Spartan women held legal autonomy. They married at eighteen to twenty to men closer to their own age. They could testify/witness, sign contracts, inherit, and own property. While they could not vote, they publicly debated political issues with leaders. Public life included public fitness training and education. Spartan women could initiate divorce without social recriminations, and have abortions.
Its warrior mentality shaped Spartan life in ways compatible with conservative white replacement theory. Fear of being outbred. The expectation of having lots of sons increased women’s autonomy. Birthing strong sons required pairing with strong women. Husbands were absent: war or living in barracks until age thirty. At seven boys moved to the state sponsored agoge.

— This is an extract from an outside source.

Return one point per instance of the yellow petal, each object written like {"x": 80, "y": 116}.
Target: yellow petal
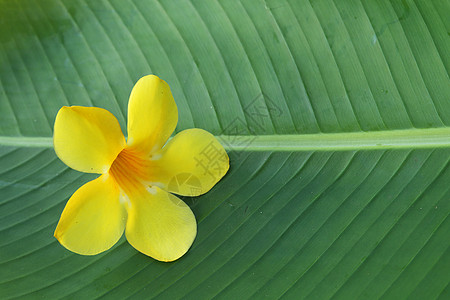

Women ran the home, governed the Helots (slaves), and controlled the day-to-day community affairs.
The demand for warrior sons expanded women’s autonomy. Some had two husbands. With men dying in battle, more often a husband had multiple wives. A man who failed to impregnate his wife might give her away or have another Spartan impregnate her.
Spartan father or not, slaves’ children were slaves. Spartan women could not pair with slaves or Metics (non-Spartan free persons). Spartan fathered Metic sons could join the army and possibly gain citizenship. Daughters might be killed.4
Sparta was analogous to the WW II U.S. Men were gone. Not every woman could do every man’s job. (Misogynists silently ignore that not every man can do every man’s job.) Even so, women did the jobs, ran the equipment, managed the finances, made daily life function.
Sparta more fully saw women as beings. Athenians viewed daughters and wives as possessions deserving barely more consideration than slaves. Philosophers disagreed, but Athenian and masculine assumption about superiority justified disempowering women.
That aristocratic disempowerment of citizens’ wives and daughters applied to ten percent of the population. Athenian citizens had to compartmentalize their beliefs to defend a biological justification for the treatment of women. Athenian citizens’ social lives reveal how hollow their justifications were, and most people lived in a different world.
Next: dicteriades, auletrides, and hetaira, then Rome.
1 This saying is widely misunderstood. It did not say people were responsible for failing to try hard enough. They phrase states the impossibility lifting yourself out of mud by pulling on your bootstraps. It has been distorted to justify ignoring people in need.
2 Dividing the sample population by gender means that both groups will fall into approximately equal subsets of class, nationality, race, etc.
3 Until the head of the fetus emerged, the fetus was the “rodef”: someone actively pursuing a person with the intent to harm or kill them.
4 Whether children with visible defects were killed after birth is contested. The execution of Spartan-metic daughters is similarly uncertain.